Coming Soon — Smart Webhooks are under active development and will be available in an upcoming release. The documentation below describes planned functionality.
Smart Webhooks
Smart Webhooks are AI-powered webhook processors. They receive incoming webhook events from any source — GitHub, Stripe, Shopify, or your own services — and process them with plain-English instructions backed by MCP tools.
Instead of writing webhook handler code, you write instructions like “When a new issue is created, label it based on content. If it’s a bug, assign to the on-call team.” The AI agent reads the webhook payload, follows your instructions, and uses your connected MCP tools to take action.
How It Works
External Service sends a webhook event
→ Aerostack verifies the signature (if configured)
→ Filters by event type
→ AI agent reads the payload and follows your instructions
→ Agent uses MCP tools to take action
→ Returns { ok: true, actions_taken, cost_cents }Key Design Principles
Secure by Default
Smart Webhooks always return { ok: true } with HTTP 200 for all requests, whether processed or not. This is a security measure — to verify your webhook is actually being processed, check the run history in the dashboard or via GET /api/smart-webhooks/:id/runs.

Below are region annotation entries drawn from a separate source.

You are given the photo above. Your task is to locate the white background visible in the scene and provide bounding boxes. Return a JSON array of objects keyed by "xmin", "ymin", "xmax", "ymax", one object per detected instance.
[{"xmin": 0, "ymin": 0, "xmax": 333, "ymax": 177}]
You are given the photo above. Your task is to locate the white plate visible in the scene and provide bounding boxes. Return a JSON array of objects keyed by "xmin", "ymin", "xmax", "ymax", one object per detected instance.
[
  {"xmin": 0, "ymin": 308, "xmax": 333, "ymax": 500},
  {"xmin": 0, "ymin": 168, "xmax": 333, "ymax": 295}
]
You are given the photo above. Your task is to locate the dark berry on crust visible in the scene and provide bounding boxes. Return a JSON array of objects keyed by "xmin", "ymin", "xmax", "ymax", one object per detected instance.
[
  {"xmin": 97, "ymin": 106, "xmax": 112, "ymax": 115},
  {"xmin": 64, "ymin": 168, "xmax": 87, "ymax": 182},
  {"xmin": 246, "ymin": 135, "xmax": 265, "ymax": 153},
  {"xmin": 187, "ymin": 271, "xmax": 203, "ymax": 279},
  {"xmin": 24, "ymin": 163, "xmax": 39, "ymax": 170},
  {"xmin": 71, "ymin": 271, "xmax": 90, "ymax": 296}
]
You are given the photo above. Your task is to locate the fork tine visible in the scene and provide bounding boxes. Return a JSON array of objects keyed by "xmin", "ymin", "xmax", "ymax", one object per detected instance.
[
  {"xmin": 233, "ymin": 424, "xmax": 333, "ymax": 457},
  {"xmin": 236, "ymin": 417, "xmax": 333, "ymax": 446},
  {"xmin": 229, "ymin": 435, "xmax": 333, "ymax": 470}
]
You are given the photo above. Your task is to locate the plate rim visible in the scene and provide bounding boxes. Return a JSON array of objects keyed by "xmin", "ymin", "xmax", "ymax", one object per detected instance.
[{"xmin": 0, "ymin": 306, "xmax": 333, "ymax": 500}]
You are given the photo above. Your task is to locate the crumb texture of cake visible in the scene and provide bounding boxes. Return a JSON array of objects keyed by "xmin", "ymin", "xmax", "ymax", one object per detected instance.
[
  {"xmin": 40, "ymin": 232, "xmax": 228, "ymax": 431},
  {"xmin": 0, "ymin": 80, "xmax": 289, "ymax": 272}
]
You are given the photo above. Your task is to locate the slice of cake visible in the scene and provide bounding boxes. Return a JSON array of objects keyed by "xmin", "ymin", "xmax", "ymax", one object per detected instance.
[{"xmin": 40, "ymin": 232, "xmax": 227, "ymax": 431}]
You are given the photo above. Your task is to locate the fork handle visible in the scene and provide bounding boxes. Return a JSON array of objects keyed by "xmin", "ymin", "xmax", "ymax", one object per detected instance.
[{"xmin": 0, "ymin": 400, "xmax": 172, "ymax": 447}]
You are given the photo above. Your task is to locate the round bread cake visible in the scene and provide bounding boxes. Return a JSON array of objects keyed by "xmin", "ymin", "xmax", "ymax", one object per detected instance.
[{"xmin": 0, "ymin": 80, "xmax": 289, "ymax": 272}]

Plain English Instructions
The instructions field is the core of a Smart Webhook. It tells the AI what to do when a webhook arrives. Write it like you would explain the task to a capable colleague:
When a payment fails in Stripe:
1. Look up the customer in our database
2. Send them a notification via the messaging tool
3. If this is the 3rd failed attempt, flag the account for review
4. Log the event with the payment amount and failure reasonThe AI agent receives the full webhook payload along with your instructions and has access to all tools in your MCP workspace.
MCP Tool Access
Every Smart Webhook connects to an MCP workspace. The tools available in that workspace determine what actions the AI can take. Common setups:
| Source | Workspace Tools | Example Actions |
|---|---|---|
| GitHub | GitHub MCP, Slack MCP | Label issues, assign reviewers, notify channels |
| Stripe | Database MCP, Email MCP | Update customer records, send receipts |
| Shopify | Inventory MCP, Slack MCP | Update stock, notify fulfillment team |
| Custom | Any MCP servers | Route to the right tools for your use case |
Use Cases
Auto-Triage GitHub Issues — When a new issue is created, the AI reads the title and body, classifies it (bug, feature request, question), applies the appropriate labels, and assigns it to the right team. If it matches a known pattern, it can even post a suggested fix.

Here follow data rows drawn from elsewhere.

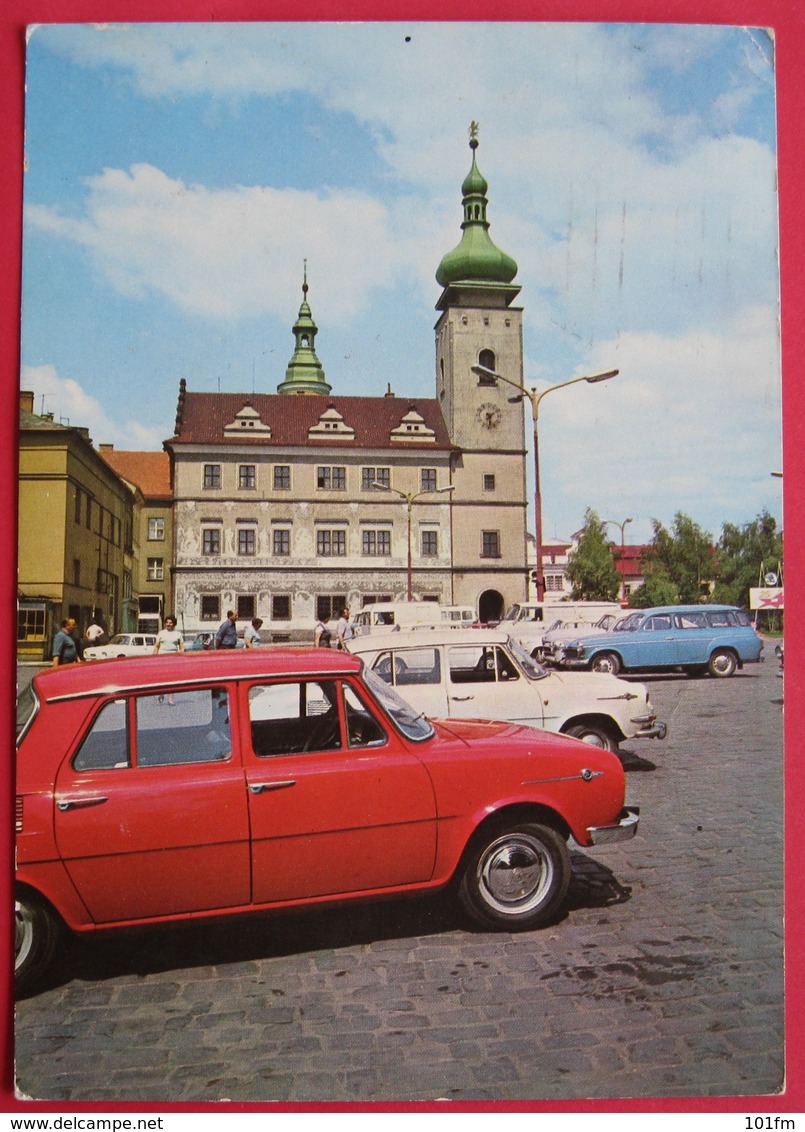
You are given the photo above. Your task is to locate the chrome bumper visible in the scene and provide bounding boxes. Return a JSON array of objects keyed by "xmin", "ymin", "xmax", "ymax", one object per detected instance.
[{"xmin": 586, "ymin": 806, "xmax": 640, "ymax": 846}]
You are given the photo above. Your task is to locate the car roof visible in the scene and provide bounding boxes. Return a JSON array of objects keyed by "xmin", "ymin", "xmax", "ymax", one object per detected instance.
[
  {"xmin": 33, "ymin": 648, "xmax": 362, "ymax": 701},
  {"xmin": 349, "ymin": 625, "xmax": 509, "ymax": 653}
]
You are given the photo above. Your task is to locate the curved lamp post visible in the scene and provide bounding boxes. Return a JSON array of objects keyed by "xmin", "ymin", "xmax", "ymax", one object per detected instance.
[
  {"xmin": 601, "ymin": 518, "xmax": 634, "ymax": 604},
  {"xmin": 371, "ymin": 480, "xmax": 455, "ymax": 601},
  {"xmin": 470, "ymin": 366, "xmax": 620, "ymax": 601}
]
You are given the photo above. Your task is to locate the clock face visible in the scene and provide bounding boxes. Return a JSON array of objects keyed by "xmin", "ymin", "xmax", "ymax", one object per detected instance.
[{"xmin": 476, "ymin": 401, "xmax": 500, "ymax": 429}]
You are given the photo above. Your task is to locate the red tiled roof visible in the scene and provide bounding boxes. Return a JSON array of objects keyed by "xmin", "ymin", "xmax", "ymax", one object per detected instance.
[
  {"xmin": 165, "ymin": 393, "xmax": 452, "ymax": 452},
  {"xmin": 100, "ymin": 447, "xmax": 171, "ymax": 499}
]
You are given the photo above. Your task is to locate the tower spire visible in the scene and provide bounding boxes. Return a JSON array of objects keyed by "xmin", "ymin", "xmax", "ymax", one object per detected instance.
[{"xmin": 276, "ymin": 259, "xmax": 332, "ymax": 395}]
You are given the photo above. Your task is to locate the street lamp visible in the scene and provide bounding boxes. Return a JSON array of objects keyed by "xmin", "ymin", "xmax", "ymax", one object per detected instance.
[
  {"xmin": 601, "ymin": 518, "xmax": 634, "ymax": 606},
  {"xmin": 371, "ymin": 480, "xmax": 455, "ymax": 601},
  {"xmin": 470, "ymin": 366, "xmax": 620, "ymax": 601}
]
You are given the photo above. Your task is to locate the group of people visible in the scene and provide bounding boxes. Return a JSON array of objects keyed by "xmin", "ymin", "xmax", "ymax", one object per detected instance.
[
  {"xmin": 52, "ymin": 607, "xmax": 356, "ymax": 668},
  {"xmin": 314, "ymin": 607, "xmax": 356, "ymax": 649}
]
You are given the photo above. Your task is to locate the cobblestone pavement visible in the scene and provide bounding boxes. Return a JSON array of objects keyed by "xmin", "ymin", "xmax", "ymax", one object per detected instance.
[{"xmin": 16, "ymin": 661, "xmax": 783, "ymax": 1103}]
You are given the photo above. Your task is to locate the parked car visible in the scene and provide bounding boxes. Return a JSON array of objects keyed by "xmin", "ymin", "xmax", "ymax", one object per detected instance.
[
  {"xmin": 84, "ymin": 633, "xmax": 156, "ymax": 660},
  {"xmin": 537, "ymin": 614, "xmax": 625, "ymax": 664},
  {"xmin": 555, "ymin": 606, "xmax": 763, "ymax": 676},
  {"xmin": 15, "ymin": 652, "xmax": 639, "ymax": 988},
  {"xmin": 349, "ymin": 629, "xmax": 667, "ymax": 751}
]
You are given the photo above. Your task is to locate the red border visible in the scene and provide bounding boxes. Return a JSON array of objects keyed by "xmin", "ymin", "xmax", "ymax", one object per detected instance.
[{"xmin": 0, "ymin": 0, "xmax": 805, "ymax": 1115}]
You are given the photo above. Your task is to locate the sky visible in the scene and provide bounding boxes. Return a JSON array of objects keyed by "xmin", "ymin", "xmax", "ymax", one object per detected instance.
[{"xmin": 20, "ymin": 23, "xmax": 781, "ymax": 542}]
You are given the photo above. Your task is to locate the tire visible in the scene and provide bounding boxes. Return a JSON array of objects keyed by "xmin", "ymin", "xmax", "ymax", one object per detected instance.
[
  {"xmin": 708, "ymin": 649, "xmax": 738, "ymax": 677},
  {"xmin": 14, "ymin": 889, "xmax": 61, "ymax": 993},
  {"xmin": 563, "ymin": 723, "xmax": 618, "ymax": 754},
  {"xmin": 459, "ymin": 822, "xmax": 571, "ymax": 932},
  {"xmin": 590, "ymin": 652, "xmax": 623, "ymax": 676}
]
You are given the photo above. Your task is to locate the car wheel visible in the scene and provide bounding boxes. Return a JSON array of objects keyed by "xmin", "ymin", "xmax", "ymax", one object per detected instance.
[
  {"xmin": 459, "ymin": 823, "xmax": 571, "ymax": 931},
  {"xmin": 563, "ymin": 723, "xmax": 618, "ymax": 754},
  {"xmin": 14, "ymin": 890, "xmax": 61, "ymax": 992},
  {"xmin": 590, "ymin": 652, "xmax": 623, "ymax": 676},
  {"xmin": 708, "ymin": 649, "xmax": 738, "ymax": 676}
]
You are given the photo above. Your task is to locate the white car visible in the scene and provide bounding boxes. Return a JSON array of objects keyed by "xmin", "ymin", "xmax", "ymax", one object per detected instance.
[
  {"xmin": 349, "ymin": 629, "xmax": 667, "ymax": 751},
  {"xmin": 84, "ymin": 633, "xmax": 156, "ymax": 660}
]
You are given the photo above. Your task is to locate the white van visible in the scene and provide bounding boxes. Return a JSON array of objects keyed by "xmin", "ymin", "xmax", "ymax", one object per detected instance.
[{"xmin": 352, "ymin": 601, "xmax": 443, "ymax": 636}]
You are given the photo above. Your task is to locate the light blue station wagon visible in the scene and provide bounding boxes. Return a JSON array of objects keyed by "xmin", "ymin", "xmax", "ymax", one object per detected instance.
[{"xmin": 554, "ymin": 606, "xmax": 763, "ymax": 676}]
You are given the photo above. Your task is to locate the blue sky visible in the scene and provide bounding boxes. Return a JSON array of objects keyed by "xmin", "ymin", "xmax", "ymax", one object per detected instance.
[{"xmin": 22, "ymin": 23, "xmax": 781, "ymax": 541}]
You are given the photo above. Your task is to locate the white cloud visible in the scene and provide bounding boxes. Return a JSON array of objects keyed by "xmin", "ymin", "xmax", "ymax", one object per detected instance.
[{"xmin": 20, "ymin": 365, "xmax": 162, "ymax": 452}]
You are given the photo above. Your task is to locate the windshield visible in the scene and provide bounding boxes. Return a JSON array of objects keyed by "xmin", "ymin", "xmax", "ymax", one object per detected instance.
[
  {"xmin": 363, "ymin": 668, "xmax": 435, "ymax": 743},
  {"xmin": 506, "ymin": 637, "xmax": 549, "ymax": 680},
  {"xmin": 17, "ymin": 684, "xmax": 40, "ymax": 746}
]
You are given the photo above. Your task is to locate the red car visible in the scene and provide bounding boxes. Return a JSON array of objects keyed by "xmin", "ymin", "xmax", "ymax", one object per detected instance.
[{"xmin": 16, "ymin": 649, "xmax": 639, "ymax": 989}]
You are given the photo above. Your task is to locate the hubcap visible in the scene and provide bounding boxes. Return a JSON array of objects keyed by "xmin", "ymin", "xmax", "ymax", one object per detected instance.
[{"xmin": 478, "ymin": 833, "xmax": 554, "ymax": 914}]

Process Stripe Payment Events — On payment success, update the customer record and send a confirmation. On payment failure, notify the customer and flag the account. On subscription changes, update access levels in your database.
Sync CRM Data — When a form submission arrives, the AI extracts contact details, checks for duplicates in your CRM via MCP tools, and creates or updates the contact record. It can also trigger follow-up workflows based on the submission content.
Monitor Deployments — Receive deployment webhooks from your CI/CD system. The AI checks if the deployment succeeded, runs a quick health check via an HTTP tool, and posts a summary to your team’s Slack channel.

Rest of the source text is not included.